Devin Townsend se desnuda en casa: ¿el corazón sigue latiendo por el metal si nadie escucha?
Un aniversario íntimo, un artista vulnerable
¿Quién dijo que el rock progresivo era solo exceso y épica? Devin Townsend, el eterno alquimista del metal alternativo y las atmósferas cósmicas, ha celebrado los nueve años de su álter ego discográfico, Transcendence, como solo una auténtica rareza puede hacerlo: guitarra en mano, solo en casa, mirándose de frente (y mirándonos de frente). Y sí, lo ha soltado en su canal de YouTube — ni orquesta, ni layers imposibles, ni coros celestiales. Solo él, sus pedales y un montón de sinceridad. Menos es más… ¿O tal vez solo menos?

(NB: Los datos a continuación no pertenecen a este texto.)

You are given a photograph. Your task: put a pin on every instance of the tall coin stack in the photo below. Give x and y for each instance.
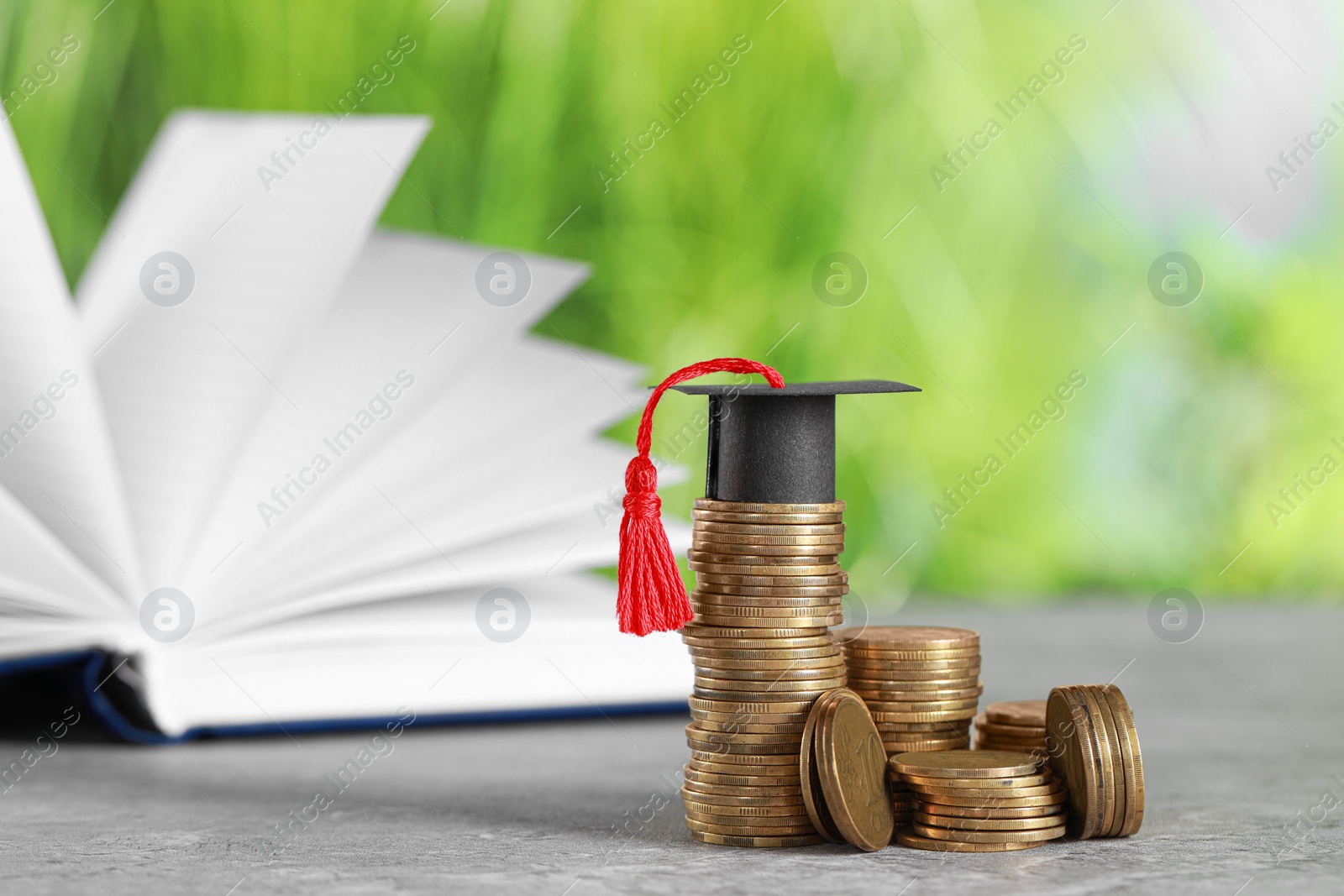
(768, 589)
(1012, 726)
(1093, 745)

Lo esencial: la vida y la música están hechas para romperse
Que nadie se equivoque: lo de Devin no es postureo de trovador moderno. El tipo simplemente se sienta, respira, deja caer una melodía y deja que “From The Heart” se desgarre con honestidad. De fondo, flotaba una anécdota: la canción nació tras una sesión emociona de yin yoga, escuchando mantras de Krishna Das y dejando que la impermanencia se hiciera carne. “Antes buscaba resoluciones, ahora solo acepto que todo cambia”, confiesa Townsend mientras su risa suena a liberación. Quizá la madurez (o la fatiga de la industria) nos vuelve menos obsesos de la perfección, ¿no?
“¿Le importa a alguien?”: dudar del propio lugar en el infierno musical
Townsend lo suelta sin filtros: “Después de tantos años, no sé si la industria todavía me necesita. Pero cantar y tocar… eso sí lo necesito yo”. Las palabras duelen, resuenan como feedback en una sala vacía. ¿Hay algo más crudo que el monstruo de la duda en el panorama actual, donde todo va tan deprisa? “Tengo mil ideas esperando. Si te interesan, genial. Si no, también. Lo mismo me voy a la playa y ya está.”
Ese desapego resulta demoledor y emocionante a partes iguales. ¿Puede un artista romperse así frente a su público y salir ileso? Ojo, que aquí muchos jefes del metal “serio” nunca admitirían semejante fragilidad. Devin lo hace, porque… bueno, porque puede. Y porque el underground, con sus reglas oxidadas, sigue provocando alergia a los dioses del rock acomodado.
Revívelo aquí: una sesión para cerrar los ojos y rendirse
¿Retiro de los escenarios? El mago nunca duerme…
Vale, no va a girar en una temporada. Townsend anunció hace poco ese “parón indefinido” de giras que parece plaga postpandémica entre músicos quemados. Pero que nadie cante victoria: el canadiense sigue pariendo música, con ópera rock (The Moth), proyectazos abstractos como DreamPeace y mezclando ideas en el caldero de The Ruby Quaker Show. El tipo no para. Y aunque diga que podría echarse a la bartola en cualquier playa mugrienta, la realidad es que su cabeza vuela demasiado alto (y a veces demasiado hondo).
La conclusión es fácil: From The Heart suena aquí tan vulnerable como el propio autor. A lo mejor la industria no necesita a Devin, pero nosotros sí. Y si alguna vez decide callarse, o quemar sus discos en una hoguera de fogones playeros, que nadie dude de que el eco de sus canciones seguirá sembrando dudas, paz, e inspiración en miles de almas que entienden el metal (y la vida) como una montaña rusa de emociones brutas, contrastadas y reales.
¿Apuestas a que vuelve con más fuerza?
- Ópera rock y experimentos inminentes: la mente de Townsend no descansa ni muerto de risa.
- ¿La industria le necesita? Bueno, eso es asunto suyo. Nosotros queremos más, siempre.
- El metal progresivo, alternativo y todo lo que interpreta este hombre demuestra que aún hay magia fuera de los grandes focos.
Que siga el show, aunque sea (sobre todo) desde el corazón y el refugio del hogar.